Workers at Blaydon Dairy, Tyne & Wear, are facing redundancy for the second time in less than two years after owners Medina Dairy announced its closure yesterday.


Almost 100 staff are set to be laid off at the processing site, which closed with the loss of 260 jobs when Dairy Farmers of Britain went into receivership in 2009.


Many former DFB staff were re-employed by Medina Dairy after they bought the site from the receivers in January 2010.


A spokesman for Windsor-based Medina – which plans to move work from Blaydon to its processing plant in Huddersfield – blamed the closure on “spare capacity”.
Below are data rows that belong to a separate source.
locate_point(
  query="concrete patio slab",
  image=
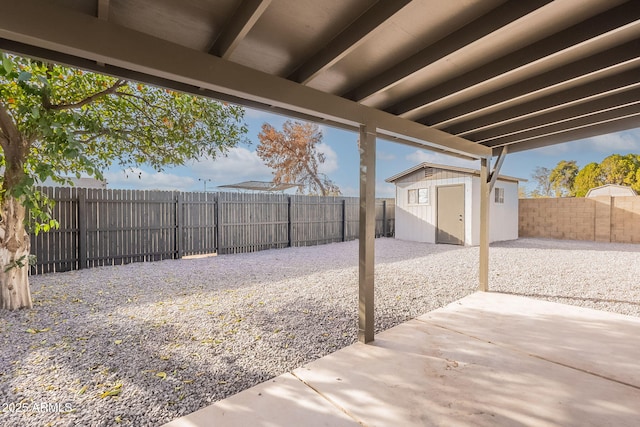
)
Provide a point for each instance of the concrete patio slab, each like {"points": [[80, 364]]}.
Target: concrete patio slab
{"points": [[486, 360], [595, 341], [284, 400]]}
“The closure of the Blaydon site is predominantly driven by excess spare capacity within our processing sites and the fact that a large percentage of the milk sold and distributed from our Blaydon site goes as far afield as Yorkshire and Lancashire,” he said.


“We acknowledge that this will be a bitter blow for our employees in the North East but at the same time we have to recognise that this will further strengthen the Medina Group moving forward.


“We are now entering into a 30-day consultation period with our staff to explore all possible options.”


The Blaydon Dairy workers were devastated when they received the news.


“I worked here for Dairy Farmers of Britain and was taken on again when Medina took over,” said one.


“A lot of the staff here gave up other jobs to come back to the dairy when it re-opened – so it’s a very sad day for us.”


Medina Dairy, the largest independently-owned dairy family business in the UK, started as a family business serving East Berkshire in 1980 but now has depots throughout the country, as well as 157 acres of prime Hampshire farmland.